Quanto às novas tecnologias na agricultura, quando elaboradas e lideradas por agricultores, utilizadas com cuidado, respeito e com mecanismos democráticos de tomada de decisão, são úteis. No entanto, a tecnologia de precisão não deve ser vista como uma solução automática e eficiente para todos os problemas económicos, sociais e ambientais. Na maior parte, reforçam intencionalmente ou consequentemente os modelos agrícolas mais industriais e poluentes. Os incentivos para tecnologias digitais caras e privadas forçam os agricultores a assumir dívidas incontroláveis, a depender da indústria e, em última instância, reduzem o emprego rural relacionado à exploração sem considerar os impactos sociais e ambientais. Os agricultores também devem ter os meios para garantir a segurança e o controle de seus dados e um forte princípio de precaução e informação deve ser aplicado em qualquer promoção de inovações. Os impactos sociais e ambientais devem ser estudados em longo prazo e os resultados devem ser divulgados livremente. Exigimos a criação de um observatório para monitorar esses impactos.

Os debates em curso sobre a regulamentação de novos e antigos Organismos Geneticamente Modificados também são alarmantes. Nos últimos anos, a indústria da bio-tecnologia vem realizando uma enorme campanha de comunicação para remover a regulamentação e a rotulagem de novos OGM, que alguns erradamentee chamam de “novas técnicas de cultivo de plantas” para confundir os cidadãos. No entanto, ao contrário do que está a ser comunicado, essas tecnologias não são adequadas para uma agricultura sustentável. Para as organizações de agricultores, essas soluções agronómicas não só facilitam a concentração de poder por meio de patentes no sector de sementes, em clara contradição com os direitos dos agricultores às sementes, mas também não se concentram na pesquisa agrícola baseada na adaptação, ao invés de uma genética não natural orientação que quer optimizar um modelo agrícola baseado na monocultura e que leva os fitopatógenos a sofrer mutações rápidas e tornar-se ainda mais perigosos, aumentando o uso de agrotóxicos em vez de diminuí-lo.

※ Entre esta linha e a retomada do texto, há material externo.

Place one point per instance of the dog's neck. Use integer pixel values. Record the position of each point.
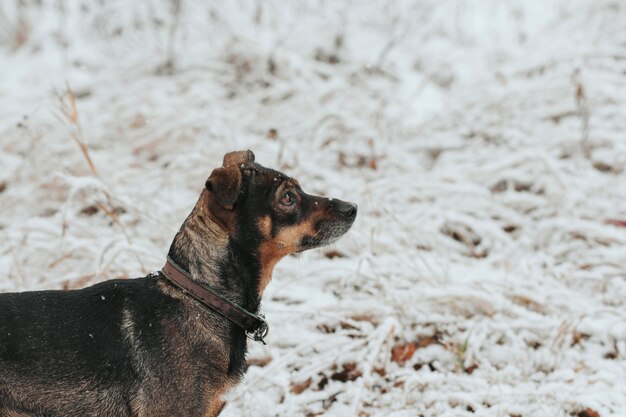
(203, 248)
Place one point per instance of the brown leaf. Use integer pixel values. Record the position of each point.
(402, 352)
(424, 341)
(588, 412)
(471, 368)
(332, 254)
(349, 373)
(299, 387)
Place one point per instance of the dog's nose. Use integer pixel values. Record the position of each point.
(346, 209)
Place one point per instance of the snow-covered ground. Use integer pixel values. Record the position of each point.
(484, 141)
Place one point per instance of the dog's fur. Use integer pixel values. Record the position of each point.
(144, 348)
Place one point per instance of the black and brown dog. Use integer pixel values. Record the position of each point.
(146, 347)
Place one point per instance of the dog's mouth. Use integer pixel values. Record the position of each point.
(328, 232)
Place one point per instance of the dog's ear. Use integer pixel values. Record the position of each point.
(245, 158)
(225, 184)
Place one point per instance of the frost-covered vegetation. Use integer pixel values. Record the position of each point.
(485, 142)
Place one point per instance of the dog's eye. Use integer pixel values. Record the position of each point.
(287, 199)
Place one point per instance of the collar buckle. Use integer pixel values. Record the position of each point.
(260, 333)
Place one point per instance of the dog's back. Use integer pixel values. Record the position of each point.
(68, 352)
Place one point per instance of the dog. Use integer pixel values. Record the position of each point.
(171, 343)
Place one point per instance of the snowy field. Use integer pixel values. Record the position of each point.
(484, 141)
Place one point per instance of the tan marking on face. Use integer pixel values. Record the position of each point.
(273, 250)
(265, 226)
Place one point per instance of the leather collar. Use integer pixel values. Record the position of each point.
(253, 325)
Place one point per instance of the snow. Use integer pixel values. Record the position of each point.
(483, 141)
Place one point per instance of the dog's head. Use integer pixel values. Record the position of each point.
(266, 212)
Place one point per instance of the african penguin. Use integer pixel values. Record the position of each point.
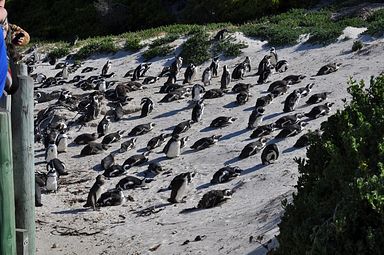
(318, 111)
(178, 187)
(207, 76)
(215, 66)
(172, 148)
(189, 74)
(51, 183)
(147, 106)
(205, 142)
(95, 192)
(222, 121)
(197, 111)
(292, 101)
(225, 78)
(214, 198)
(270, 154)
(111, 197)
(256, 118)
(226, 174)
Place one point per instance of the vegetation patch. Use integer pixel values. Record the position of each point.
(376, 24)
(229, 47)
(196, 49)
(59, 52)
(285, 29)
(357, 45)
(133, 43)
(97, 45)
(339, 205)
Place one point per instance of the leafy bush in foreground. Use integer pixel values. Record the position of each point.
(339, 205)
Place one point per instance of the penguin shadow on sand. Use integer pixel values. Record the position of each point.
(73, 211)
(234, 134)
(136, 117)
(253, 169)
(249, 109)
(231, 105)
(171, 113)
(232, 161)
(272, 115)
(207, 129)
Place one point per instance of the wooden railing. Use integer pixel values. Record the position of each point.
(17, 175)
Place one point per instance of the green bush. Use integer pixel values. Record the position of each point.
(339, 205)
(196, 49)
(59, 52)
(229, 47)
(164, 40)
(133, 43)
(357, 45)
(97, 45)
(158, 51)
(376, 24)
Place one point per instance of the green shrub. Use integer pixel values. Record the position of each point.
(376, 24)
(164, 40)
(133, 43)
(59, 52)
(229, 47)
(357, 45)
(97, 45)
(339, 205)
(196, 49)
(158, 51)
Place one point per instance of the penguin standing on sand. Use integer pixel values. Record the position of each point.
(65, 72)
(51, 152)
(225, 78)
(214, 198)
(253, 148)
(62, 142)
(226, 174)
(197, 90)
(172, 148)
(318, 111)
(215, 66)
(147, 106)
(238, 72)
(103, 126)
(51, 184)
(197, 111)
(178, 187)
(270, 154)
(189, 74)
(58, 165)
(207, 76)
(95, 192)
(106, 68)
(292, 101)
(274, 59)
(256, 118)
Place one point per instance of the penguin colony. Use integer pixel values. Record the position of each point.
(101, 102)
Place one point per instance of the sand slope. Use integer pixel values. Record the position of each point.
(255, 208)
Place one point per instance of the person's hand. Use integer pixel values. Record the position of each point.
(18, 39)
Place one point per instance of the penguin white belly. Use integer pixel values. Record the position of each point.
(51, 183)
(173, 150)
(62, 145)
(181, 191)
(51, 153)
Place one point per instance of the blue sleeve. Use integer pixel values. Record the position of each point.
(3, 62)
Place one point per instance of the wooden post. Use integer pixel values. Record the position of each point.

O acesso à terra também deve ser facilitado para permitir que muitos novos agricultores ingressem na profissão. Muitas explorações terão que ser repassadas nos próximos anos, devido ao envelhecimento da população agrícola na Europa: dependendo das medidas que são ou não tomadas em relação aos terrenos agrícolas, isso pode levar a uma maior concentração e desertificação rural, ou para a transição agro-ecológica de que precisamos tão desesperadamente. A terra não deve mais ser tratada como uma mercadoria, mas como um bem comum e multifuncional. Pedimos-lhe que dê seguimento ao relatório INI 2016/2141 do Parlamento Europeu e estabeleça uma directiva de terras para fornecer mais orientações sobre como regular os mercados de terras agrícolas em conformidade com a legislação da UE. Pedimos que esta diretriz seja acompanhada pela criação de um observatório de terras para monitorar as transações de terras, incluindo o impacto dos negócios de acções, e para bloquear os processos de concentração de terras. Apesar de várias reformas, a PAC continua a servir de incentivo para que as explorações agrícolas acumulem o máximo de terra possível, transformando a maior linha de financiamento da UE num apoio directo ao grande capital, contrariando o princípio da coesão territorial da UE. Exigimos que as políticas da UE coloquem os agricultores europeus no seu centro.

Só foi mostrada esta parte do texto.